You have the power to dominate my emotions.

It’s problematic to liken a complex, nuanced human being to a life-destroying substance. I get that. Honestly, to some extent, this is no longer about how toxic you are, but more about my inability to keep my Crazy under wraps when you’re around and my completely illogical desire to keep burning myself in the fire.

A compulsion to revisit something so monumentally terrible for me is an illness regardless of the vice; in my case, the drug of choice just happens to be you.

For someone whose presence was absolute garbage for my well-being, I sure do miss a lot of stuff about you that I know I shouldn’t. To cite another gal who struggled with addictive demons, Whitney Houston said it best: “I remember the way that we touched. I wish I didn’t like it so much.” Man, I feel her. 

I miss the electricity between us when our eyes met in those rare, real moments, and the intoxicating way you seemed to know how to manipulate me just through gentle contact. Yes, a lot of it was carnal and animalistic and primitive and way below my mental capabilities, but oh my god it was fantastic. Even the way you wormed into my psyche and found facets of myself I wasn’t prepared to face felt like a sort of adventure.

Let’s face it: the excitement of danger is fun. If it wasn’t, I wouldn’t have let this whole mess between us destroy my sense of self so many times.

I hear myself, by the way.

I know I sound like every junkie who is struggling to stay clean, and honestly, I feel like abstaining from you is my own version of sobriety. I honestly count the days since we last spoke like Twelve Steppers collect chips for sober time earned.

Whenever I consider tapping into my infatuation and doing something innocuous like reaching out or stalking your social media, I have to consciously take a minute to compare the life I had when you were a part of it to my life now and remind myself how much better things are when you’re not a factor, exactly like anyone in recovery from a toxic substance

Similarly, I have friends I lean on in my weakest moments who remind me why I needed to detox from you in the first place. And perhaps the most indicative of my addiction: I always, always hate myself for continuing to entertain thoughts of returning to something that is so god-awful for me, and yet sometimes I crave it so hard that falling off the wagon feels inevitable, no matter the toll it takes on my self-worth or this life I’ve built away from all that drama.

I never mean for our interactions to turn into weird downward spirals, but anyone in recovery knows that insanity is doing the same things repeatedly and expecting different results. I always assume that I can just dip back in, catch up, and move on, but any moment of vulnerability and I’m suddenly on a bender I cannot tear myself away from.

Things have to hit rock-bottom with you in order for me to walk away — a lesson I have learned at least a dozen times.

This is a concept I still struggle to fully accept and it's one of the signs you're addicted to him, just like I am. Yeah, despite repeatedly surveying the piles of evidence that prove being around you stokes the fires of my Crazy, I still catch myself attempting to mentally finesse some way to justify the horrible decision to connect with you again.

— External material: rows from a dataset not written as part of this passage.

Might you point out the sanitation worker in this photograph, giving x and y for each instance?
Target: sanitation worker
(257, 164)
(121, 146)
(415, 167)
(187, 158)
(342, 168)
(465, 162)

It’s nothing short of f*cking ridiculousness, and yet, here I am, still feeding myself the same bullsh*t about how we’re both different people now so maybe we can do this in a healthy way for a change. Maybe this time I’ll have self-control. Maybe this time we won’t be walking through an emotional minefield again.

It’s better for me to be the one setting the hard boundaries, though, because I know myself well enough by now to accept that I’ll respond to literally any move you make. Just one innocent “Hope you’re well!” from you and I succumb to my obsession.

At the risk of showing my hand, you have the power to dominate all my emotions just by popping back up into my periphery and no matter how many times I rehearse my cold indifference, I don’t trust myself around you enough to risk keeping a door open.

And listen, at this point, I’ve fully accepted that it’s not even you who causes these issues; this garden variety Crazy is all me and keeping my sh*t together is my responsibility.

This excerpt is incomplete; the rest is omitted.